Decreased color vision and contrast sensitivity is one of the early feature of ethambutol induced optic neuropathy. Though, the typical type of color vision abnormality followed by ethambutol is not clearly known, acquired color vision defects have been categorized as blue yellow and red green defect. Acquired red-green defects are similar to inherited color defects whereas blue-yellow defects are perceived as acquired.20 In our study, Blue yellow defect was the most common defect in color vision following ethambutol. Color vision restored to normal in significant proportions of patients after the cessation of ethambutol therapy (p<0.05). Similarly, Cruz et al documented restoration of color vision to normal in 83.3% patients after discontinuation of ethambutol therapy.20 Sjoerdsma et al postulated that ethambutol shift the threshold for chromatic discrimination but does not alter the absolute sensitivity of the cone system in goldfish.22 However, Van Dijk et al23 and Kohler et al24 hypothesized that ethambutol affects the inner plexiform layer of retina and most common retinal cells affected due to ethambutol toxicity are bipolar cells, amacrine cells, and horizontal cells.
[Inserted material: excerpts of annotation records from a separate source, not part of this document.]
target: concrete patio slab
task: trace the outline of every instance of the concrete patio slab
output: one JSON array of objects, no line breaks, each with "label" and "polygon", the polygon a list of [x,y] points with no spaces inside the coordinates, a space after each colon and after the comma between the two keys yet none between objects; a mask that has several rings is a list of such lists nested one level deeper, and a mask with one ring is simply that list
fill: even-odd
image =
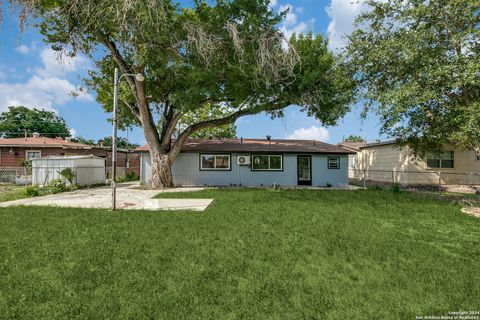
[{"label": "concrete patio slab", "polygon": [[[197,191],[202,188],[177,188],[168,192]],[[126,210],[205,210],[213,199],[152,199],[167,190],[142,190],[138,184],[120,184],[117,188],[117,208]],[[20,199],[0,203],[10,206],[58,206],[70,208],[110,209],[112,194],[110,187],[81,189],[43,197]]]}]

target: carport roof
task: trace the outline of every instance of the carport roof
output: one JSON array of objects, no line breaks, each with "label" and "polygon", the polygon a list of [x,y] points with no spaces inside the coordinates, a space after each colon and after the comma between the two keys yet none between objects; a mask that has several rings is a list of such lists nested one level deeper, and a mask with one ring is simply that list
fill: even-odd
[{"label": "carport roof", "polygon": [[[135,149],[137,152],[148,152],[148,145]],[[182,152],[255,152],[255,153],[341,153],[355,152],[316,140],[287,139],[188,139],[182,146]]]}]

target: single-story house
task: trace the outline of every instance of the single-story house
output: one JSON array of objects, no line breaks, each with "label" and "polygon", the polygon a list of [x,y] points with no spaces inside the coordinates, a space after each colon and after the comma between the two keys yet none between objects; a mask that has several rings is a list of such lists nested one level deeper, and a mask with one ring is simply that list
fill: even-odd
[{"label": "single-story house", "polygon": [[[48,138],[38,134],[31,137],[0,139],[0,169],[22,172],[24,161],[46,156],[94,155],[105,159],[106,166],[112,165],[112,148],[76,143],[70,139]],[[131,151],[117,150],[117,168],[140,174],[140,157]]]},{"label": "single-story house", "polygon": [[355,151],[349,157],[350,179],[396,182],[402,184],[480,184],[480,154],[445,146],[443,152],[429,151],[415,157],[408,146],[396,142],[339,146]]},{"label": "single-story house", "polygon": [[[141,154],[140,178],[151,173],[148,146]],[[175,185],[334,186],[348,185],[343,147],[312,140],[188,139],[173,164]]]}]

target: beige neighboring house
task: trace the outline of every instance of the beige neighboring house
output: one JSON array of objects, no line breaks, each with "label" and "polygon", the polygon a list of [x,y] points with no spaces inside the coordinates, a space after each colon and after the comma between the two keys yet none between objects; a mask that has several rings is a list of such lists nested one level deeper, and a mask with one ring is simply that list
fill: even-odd
[{"label": "beige neighboring house", "polygon": [[423,158],[395,141],[339,144],[355,151],[349,156],[349,178],[401,184],[480,184],[480,154],[474,150],[445,147]]}]

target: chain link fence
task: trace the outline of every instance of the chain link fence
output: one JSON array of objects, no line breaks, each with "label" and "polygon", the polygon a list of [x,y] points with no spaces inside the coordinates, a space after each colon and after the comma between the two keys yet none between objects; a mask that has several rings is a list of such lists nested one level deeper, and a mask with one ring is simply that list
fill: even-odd
[{"label": "chain link fence", "polygon": [[29,185],[32,183],[31,170],[24,167],[1,167],[0,184]]},{"label": "chain link fence", "polygon": [[[40,168],[35,172],[36,179],[32,179],[32,169],[27,167],[0,167],[0,185],[17,185],[17,186],[29,186],[32,185],[32,181],[41,181],[41,185],[45,185],[48,181],[52,179],[59,178],[60,171],[64,167],[51,166],[47,168]],[[98,170],[104,171],[105,183],[108,183],[111,180],[112,168],[111,167],[75,167],[72,168],[75,171],[76,175],[86,175],[92,174],[92,171]],[[139,180],[139,167],[117,167],[117,181],[135,181]]]},{"label": "chain link fence", "polygon": [[480,173],[348,169],[350,183],[361,187],[398,184],[403,188],[438,192],[480,193]]}]

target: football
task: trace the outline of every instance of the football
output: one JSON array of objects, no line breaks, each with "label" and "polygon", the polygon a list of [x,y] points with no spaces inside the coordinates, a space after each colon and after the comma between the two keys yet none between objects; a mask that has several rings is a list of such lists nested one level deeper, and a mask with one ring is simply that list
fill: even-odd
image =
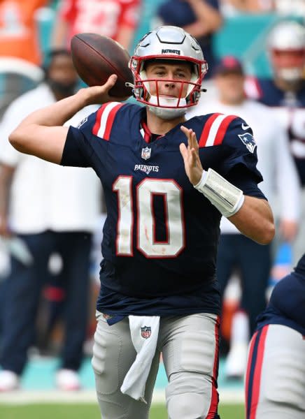
[{"label": "football", "polygon": [[78,34],[71,41],[72,59],[80,78],[88,86],[104,84],[111,74],[118,80],[109,95],[125,98],[132,95],[132,88],[125,82],[134,82],[128,67],[129,54],[118,43],[98,34]]}]

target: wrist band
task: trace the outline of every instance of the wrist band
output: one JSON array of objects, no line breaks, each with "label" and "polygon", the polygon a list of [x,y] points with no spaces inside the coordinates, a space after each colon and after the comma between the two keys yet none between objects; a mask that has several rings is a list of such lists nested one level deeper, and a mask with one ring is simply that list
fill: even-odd
[{"label": "wrist band", "polygon": [[241,189],[211,168],[208,171],[204,170],[200,181],[194,187],[203,193],[225,217],[236,214],[245,200]]}]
Our study findings were supported by findings of Polak et al, in which the authors documented blue-yellow color-vision changes as one of the earliest feature of ethambutol induced toxicity.25 However, Kaimbo et al documented red-green and blue-yellow combined (13.1%) followed by blue-yellow defect (7.5 %) as the most common color defect in patients receiving ethambutol.26
Assessment of visual field is one of the important screening tool for evaluation of lesions involving visual pathways. In our study, visual field defects were assessed using Automated Humphrey’s Field Analyzer. None of the patients had visual field defects at the time of presentation in any eye. However, ethambutol was associated with significant visual fields defects (25%), most common being central scotoma (11.3%). These defects reversed after cessation of therapy in 5 eyes i.e. 2 eyes with central scotoma and 3 eyes with peripheral defects. Peripheral constrictions were also observed in few patients but the changes were irreversible. Similar to present study, previous studies have reported bilateral and relatively symmetriccentral or caecocentral visual field defects following ethambutol therapy.3, 27 Mahrukh et al5 also documented significant visual field defects following ethambutol therapy but in contrast to present study, they documented peripheral defects in different quadrants as most common defects. Similar to our study, they also observed significant improvement in visual fields two months after the cessation of ethambutol.5 Kho et al demonstrated worst visual field in temporal hemi fields with some degree of degree of margination with superimposed central/centrocaecalscotomas in majority of eyes. Also they documented visual field improvement in 79% eyes within 15.7 months of discontinuing ethambutol.27 Menon et al documented visual field defects in 7.6% eyes during ethambutol therapy which reversed in 80% cases after stopping ethambutol.18 Garg et al however observed significant improvement of visual field defect after discontinuation of ethambutol.28
The present study had certain limitations. Though the duration of ATT was considered, mean duration of occurrence of visual impairment could not be observed as patients were followed up only twice i.e. after 3 months of initiation of ATT and after 3 months of stopping ATT. Secondly, risk factors associated with visual field defects and their reversibility could not be assessed.
Conclusion
Ethambutol, even in recommended dose according to DOTS, has been associated with ocular toxicity which manifest in the form of painless progressive loss of vision, color vision defects and visual field defects. Though these changes are usually reversible, few patients have irreversible damage. Thus, patients receiving first line anti-tubercular drug, especially ethambutol, must be explained regarding these effects and followed up periodically so that ethambutol induced optic toxicity could be identified early and appropriate intervention can be applied to prevent irreversible damage.